RE: Mongolian NNBSP [I18N-ACTION-458]

Hi Richard,

Thanks for the reference to WordBreakProperty.txt. I understand it's function much better now.

I am attaching a file from some of professor Quejingzhabu's notes dealing with the U+1885-Baluda and the U+1886-TripleBaluda.
The instruction from the professor is to attach the baluda glyphs to the right side (vertical) of the top of the word.
The image is admittedly to be interpreted, but it is all that I have - I have never seen an original source image.
I don't know of any font that has successfully implemented the baluda as the professor describes it's shaping behavior.
As I see it, we implement either baluda as a diacritic on the right side of the stem just as the U+18A9-Dagalga is attached on the left.
Comments are welcome.

Most Mongolian suffixes have both a masculine form and a feminine form to allow for vowel harmony.
Some suffixes have T/D-initial variants allowing for a match between the stem and suffix.
Some have a vowel-initial form and a Y+vowel initial form, again to allow for  an appropriate match between stem and suffix.
I imagine the import of gender runs all the way from initial rendering up the chain to upper-level layout processing such as spell-checkers.
Badral's work with spell-checking would probably give special insight here.

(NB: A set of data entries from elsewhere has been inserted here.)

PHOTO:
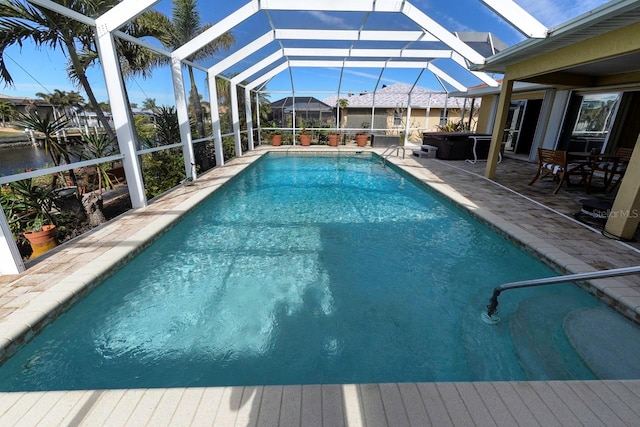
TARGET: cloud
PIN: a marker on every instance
(327, 19)
(554, 12)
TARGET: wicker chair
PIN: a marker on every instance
(610, 167)
(554, 162)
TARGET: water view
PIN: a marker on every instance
(17, 159)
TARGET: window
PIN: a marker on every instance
(397, 117)
(596, 114)
(444, 117)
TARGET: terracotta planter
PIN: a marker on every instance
(42, 241)
(276, 140)
(305, 139)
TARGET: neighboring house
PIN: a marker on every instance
(309, 112)
(24, 105)
(387, 109)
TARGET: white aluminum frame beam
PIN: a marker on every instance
(432, 27)
(361, 64)
(122, 120)
(519, 18)
(369, 53)
(58, 8)
(215, 120)
(447, 78)
(215, 31)
(484, 77)
(235, 117)
(354, 35)
(124, 12)
(10, 258)
(242, 53)
(258, 66)
(186, 139)
(334, 5)
(249, 118)
(268, 76)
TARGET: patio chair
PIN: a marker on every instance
(610, 167)
(554, 162)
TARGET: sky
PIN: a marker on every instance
(44, 70)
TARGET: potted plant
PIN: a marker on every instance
(31, 212)
(305, 137)
(361, 137)
(276, 137)
(334, 138)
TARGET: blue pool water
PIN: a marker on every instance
(312, 270)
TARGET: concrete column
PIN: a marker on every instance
(235, 118)
(183, 117)
(625, 213)
(543, 123)
(122, 120)
(10, 259)
(498, 128)
(247, 104)
(215, 120)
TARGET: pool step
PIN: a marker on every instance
(607, 342)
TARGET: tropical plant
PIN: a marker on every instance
(184, 26)
(149, 104)
(343, 103)
(28, 206)
(21, 21)
(167, 127)
(96, 147)
(164, 169)
(49, 128)
(452, 126)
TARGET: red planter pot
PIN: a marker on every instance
(42, 241)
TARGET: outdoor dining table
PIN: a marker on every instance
(590, 163)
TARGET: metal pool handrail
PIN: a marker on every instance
(491, 316)
(389, 150)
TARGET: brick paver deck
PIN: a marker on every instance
(30, 300)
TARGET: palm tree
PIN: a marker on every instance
(20, 21)
(149, 104)
(185, 25)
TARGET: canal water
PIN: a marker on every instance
(19, 158)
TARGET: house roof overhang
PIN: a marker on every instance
(584, 33)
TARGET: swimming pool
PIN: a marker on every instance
(312, 270)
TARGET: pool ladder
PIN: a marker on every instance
(389, 151)
(491, 316)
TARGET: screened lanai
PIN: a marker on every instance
(287, 48)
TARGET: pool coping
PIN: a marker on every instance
(22, 324)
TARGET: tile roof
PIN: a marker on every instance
(398, 95)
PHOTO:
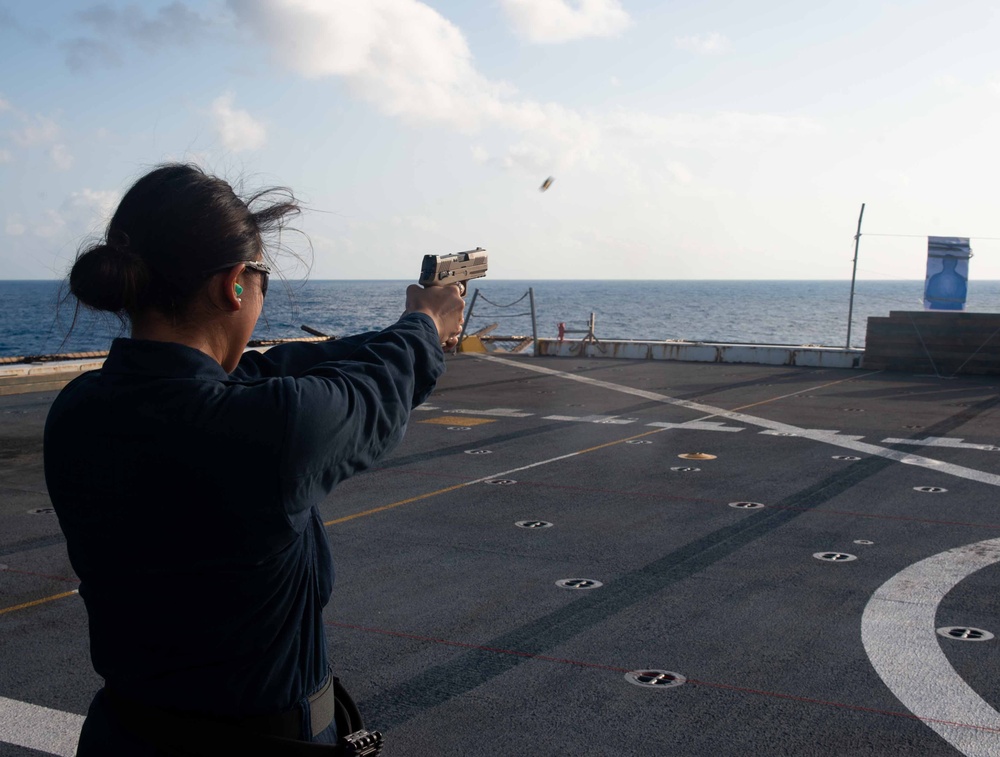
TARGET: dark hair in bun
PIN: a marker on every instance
(173, 228)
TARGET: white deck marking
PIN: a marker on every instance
(826, 437)
(612, 419)
(897, 630)
(499, 412)
(40, 728)
(943, 441)
(697, 426)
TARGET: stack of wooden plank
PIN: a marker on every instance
(940, 343)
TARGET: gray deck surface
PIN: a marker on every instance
(449, 628)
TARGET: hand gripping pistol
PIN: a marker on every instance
(457, 268)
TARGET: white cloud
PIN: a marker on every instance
(36, 131)
(172, 25)
(401, 55)
(237, 129)
(412, 63)
(480, 154)
(61, 157)
(563, 20)
(704, 44)
(52, 225)
(530, 156)
(14, 226)
(98, 204)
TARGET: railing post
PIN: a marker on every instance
(468, 317)
(534, 322)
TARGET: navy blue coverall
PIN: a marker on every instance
(189, 497)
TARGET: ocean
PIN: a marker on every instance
(34, 321)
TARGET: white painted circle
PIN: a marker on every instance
(655, 679)
(578, 583)
(964, 633)
(899, 636)
(834, 556)
(532, 524)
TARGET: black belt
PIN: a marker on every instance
(192, 735)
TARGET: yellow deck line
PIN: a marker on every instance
(428, 495)
(39, 601)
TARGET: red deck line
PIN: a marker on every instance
(693, 681)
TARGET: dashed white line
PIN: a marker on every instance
(943, 441)
(827, 437)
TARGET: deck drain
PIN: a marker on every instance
(926, 462)
(834, 556)
(961, 633)
(578, 583)
(655, 679)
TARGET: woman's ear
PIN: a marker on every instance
(231, 288)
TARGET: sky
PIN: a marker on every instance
(708, 139)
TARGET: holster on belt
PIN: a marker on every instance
(193, 735)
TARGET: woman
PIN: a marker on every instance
(186, 473)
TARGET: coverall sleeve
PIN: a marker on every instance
(296, 358)
(349, 412)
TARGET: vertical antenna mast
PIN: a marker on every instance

-----Original Message-----
From: Richard Wordingham []
Sent: Saturday, August 1, 2015 6:15 PM
Subject: Re: Mongolian NNBSP [I18N-ACTION-458]

On Sat, 1 Aug 2015 09:33:36 +0000
Greg Eck <<>> wrote:

> If we went with the ExtendNumLet, is there a normative file that holds
> the data values - or are these changes that need to be implemented by
> the rendering engines themselves - such as MS Universal Shaping Engine
> or Harfbuzz?

There is a normative file, auxiliary/WordBreakProperty.txt in the Unicode Character Database.

The Word_Break property should have nothing to do with rendering, and I would not expect the rendering engines to pay any attention to them.
Is this a problem for gender-sensitive shaping?

The Word_Break property is for splitting text into word, such as advancing through text word-by-word and spell-checking. I get the impression that the Mongolian script is one where there is great need of a spell-checker, because with a normal font one can't check what one wrote.


Received on Saturday, 1 August 2015 13:49:22 UTC